El legislador porteño Alejandro Grillo presentó un pedido de informes para que el Gobierno de la Ciudad brinde precisiones sobre las condiciones de uso, administración y acceso público del nuevo muro de escalada y la palestra instalados en el Parque Olímpico de Villa Soldati. La iniciativa reclama información sobre los criterios utilizados para otorgar la gestión del espacio a una única federación y plantea interrogantes respecto de la participación de otras organizaciones vinculadas a la disciplina.
El proyecto solicita que el Poder Ejecutivo informe, en un plazo de 30 días, cuáles fueron los fundamentos técnicos y jurídicos que llevaron a seleccionar a una federación como entidad autorizada para usufructuar la infraestructura deportiva. Además, pide conocer si durante ese proceso se contempló la participación o invitación de otras asociaciones de escalada y andinismo.
Entre los puntos requeridos también figura la existencia de un reglamento que regule el acceso y uso de las instalaciones para el público general no federado. En caso de que dicho instrumento exista, Grillo solicita una copia. Si todavía no fue elaborado, pide que se informen los plazos previstos para su confección y de qué manera se garantizará la participación de los distintos usuarios en su redacción.
Otro de los aspectos que motivan el pedido de informes está vinculado a la posibilidad de que el predio sea utilizado con fines comerciales. En ese sentido, el legislador consulta si se permitirá el dictado de cursos arancelados por parte de institutos de formación, guías de montaña u organizaciones privadas que desarrollan actividades vinculadas a la escalada.
En los fundamentos de la iniciativa, Grillo recuerda que el Gobierno porteño asumió, a través de un convenio firmado en 2024, la responsabilidad del desmantelamiento, traslado y reconstrucción de la histórica palestra ubicada sobre la avenida Lugones y del muro de escalada de Parque Sarmiento.

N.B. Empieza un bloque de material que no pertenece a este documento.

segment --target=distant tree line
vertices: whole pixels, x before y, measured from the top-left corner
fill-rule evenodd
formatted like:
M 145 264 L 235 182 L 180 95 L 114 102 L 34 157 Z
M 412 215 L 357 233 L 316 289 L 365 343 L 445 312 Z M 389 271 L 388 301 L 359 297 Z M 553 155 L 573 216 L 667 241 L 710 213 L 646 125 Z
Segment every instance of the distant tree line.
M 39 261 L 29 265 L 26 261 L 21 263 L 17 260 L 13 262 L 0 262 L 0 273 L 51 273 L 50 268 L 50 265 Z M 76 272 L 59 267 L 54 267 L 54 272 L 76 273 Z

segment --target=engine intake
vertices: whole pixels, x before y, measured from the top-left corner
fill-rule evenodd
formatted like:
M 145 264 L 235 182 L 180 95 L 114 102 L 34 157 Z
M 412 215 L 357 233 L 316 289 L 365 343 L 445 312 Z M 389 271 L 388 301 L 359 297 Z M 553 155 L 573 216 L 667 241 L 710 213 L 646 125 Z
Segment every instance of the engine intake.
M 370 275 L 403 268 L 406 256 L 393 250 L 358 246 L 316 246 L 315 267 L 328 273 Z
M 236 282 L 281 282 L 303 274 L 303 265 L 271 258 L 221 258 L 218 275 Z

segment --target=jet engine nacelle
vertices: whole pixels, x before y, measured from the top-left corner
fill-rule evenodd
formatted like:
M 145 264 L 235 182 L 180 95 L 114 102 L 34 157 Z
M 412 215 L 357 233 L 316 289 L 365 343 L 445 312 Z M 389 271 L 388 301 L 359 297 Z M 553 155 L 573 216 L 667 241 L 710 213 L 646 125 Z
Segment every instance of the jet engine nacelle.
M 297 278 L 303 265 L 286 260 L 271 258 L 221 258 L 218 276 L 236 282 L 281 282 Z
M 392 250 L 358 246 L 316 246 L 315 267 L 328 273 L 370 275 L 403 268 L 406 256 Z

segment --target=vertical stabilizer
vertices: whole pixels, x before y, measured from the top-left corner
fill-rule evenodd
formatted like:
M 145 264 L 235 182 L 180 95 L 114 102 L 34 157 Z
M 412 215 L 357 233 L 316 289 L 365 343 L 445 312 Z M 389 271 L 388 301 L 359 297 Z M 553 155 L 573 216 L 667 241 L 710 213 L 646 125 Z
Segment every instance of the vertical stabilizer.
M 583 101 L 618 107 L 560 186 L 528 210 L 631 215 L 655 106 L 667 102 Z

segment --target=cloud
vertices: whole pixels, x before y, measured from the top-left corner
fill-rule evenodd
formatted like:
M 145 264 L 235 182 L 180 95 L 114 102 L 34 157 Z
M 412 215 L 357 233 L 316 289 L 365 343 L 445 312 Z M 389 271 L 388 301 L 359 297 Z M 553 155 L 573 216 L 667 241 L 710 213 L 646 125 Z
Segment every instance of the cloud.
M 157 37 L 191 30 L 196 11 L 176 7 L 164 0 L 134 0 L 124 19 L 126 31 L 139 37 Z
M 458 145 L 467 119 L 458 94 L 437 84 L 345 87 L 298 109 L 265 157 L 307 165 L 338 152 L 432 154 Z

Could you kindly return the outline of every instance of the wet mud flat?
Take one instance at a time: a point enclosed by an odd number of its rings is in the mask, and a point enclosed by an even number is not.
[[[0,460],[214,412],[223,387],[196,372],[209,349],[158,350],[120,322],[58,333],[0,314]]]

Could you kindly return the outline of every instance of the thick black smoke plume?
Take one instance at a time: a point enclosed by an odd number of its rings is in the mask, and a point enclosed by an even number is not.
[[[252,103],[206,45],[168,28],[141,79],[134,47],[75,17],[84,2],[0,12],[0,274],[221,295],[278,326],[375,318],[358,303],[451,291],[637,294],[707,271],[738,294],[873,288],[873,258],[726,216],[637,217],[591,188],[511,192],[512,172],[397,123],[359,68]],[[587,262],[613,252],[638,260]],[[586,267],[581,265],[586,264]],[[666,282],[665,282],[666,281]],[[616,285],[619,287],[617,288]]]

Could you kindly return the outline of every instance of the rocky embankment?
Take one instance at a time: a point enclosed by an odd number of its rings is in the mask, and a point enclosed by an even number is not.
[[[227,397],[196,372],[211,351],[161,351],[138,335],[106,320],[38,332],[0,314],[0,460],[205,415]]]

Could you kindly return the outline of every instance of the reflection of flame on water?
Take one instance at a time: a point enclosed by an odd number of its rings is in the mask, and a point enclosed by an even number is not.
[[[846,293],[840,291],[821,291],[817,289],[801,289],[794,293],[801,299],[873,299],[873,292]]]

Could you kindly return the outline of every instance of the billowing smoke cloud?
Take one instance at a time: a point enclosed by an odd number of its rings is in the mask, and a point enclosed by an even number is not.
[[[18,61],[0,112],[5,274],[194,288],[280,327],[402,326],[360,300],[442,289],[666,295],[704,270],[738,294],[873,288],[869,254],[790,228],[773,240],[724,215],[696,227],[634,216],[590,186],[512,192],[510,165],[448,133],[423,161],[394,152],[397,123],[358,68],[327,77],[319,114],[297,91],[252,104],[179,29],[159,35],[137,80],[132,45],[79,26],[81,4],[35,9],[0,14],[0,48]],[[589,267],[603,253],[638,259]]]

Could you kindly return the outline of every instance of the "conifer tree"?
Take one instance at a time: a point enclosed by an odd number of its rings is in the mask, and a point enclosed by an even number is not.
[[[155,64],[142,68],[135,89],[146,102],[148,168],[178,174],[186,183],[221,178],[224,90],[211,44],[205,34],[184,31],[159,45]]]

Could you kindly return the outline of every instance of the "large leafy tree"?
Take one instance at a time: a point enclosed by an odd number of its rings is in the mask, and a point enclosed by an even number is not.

Ambas estructuras fueron reunificadas en un predio de aproximadamente 4.900 metros cuadrados dentro del Parque Olímpico.
Si bien el acuerdo establece que el permiso de uso se otorga con carácter “precario y gratuito”, el legislador advierte sobre la necesidad de garantizar controles y mecanismos de transparencia que eviten una eventual privatización de hecho de un espacio público destinado a la práctica deportiva.
“La exclusividad otorgada a una sola federación deja fuera a otras organizaciones nacionales de andinistas, lo que podría limitar el desarrollo democrático de la disciplina”, sostiene el texto presentado en la Legislatura.
Asimismo, el proyecto menciona antecedentes registrados en instalaciones similares del Centro Nacional de Alto Rendimiento Deportivo (CENARD), donde distintos institutos y entidades privadas desarrollan cursos pagos. A partir de esa experiencia, Grillo plantea la necesidad de conocer si existirán mecanismos que permitan la continuidad de actividades de formación impulsadas por otras asociaciones o particulares, en línea con las condiciones establecidas en el convenio vigente.
La iniciativa deberá ser tratada en la Legislatura porteña mientras se espera una respuesta oficial sobre el modelo de gestión previsto para una de las principales infraestructuras de escalada de la Ciudad.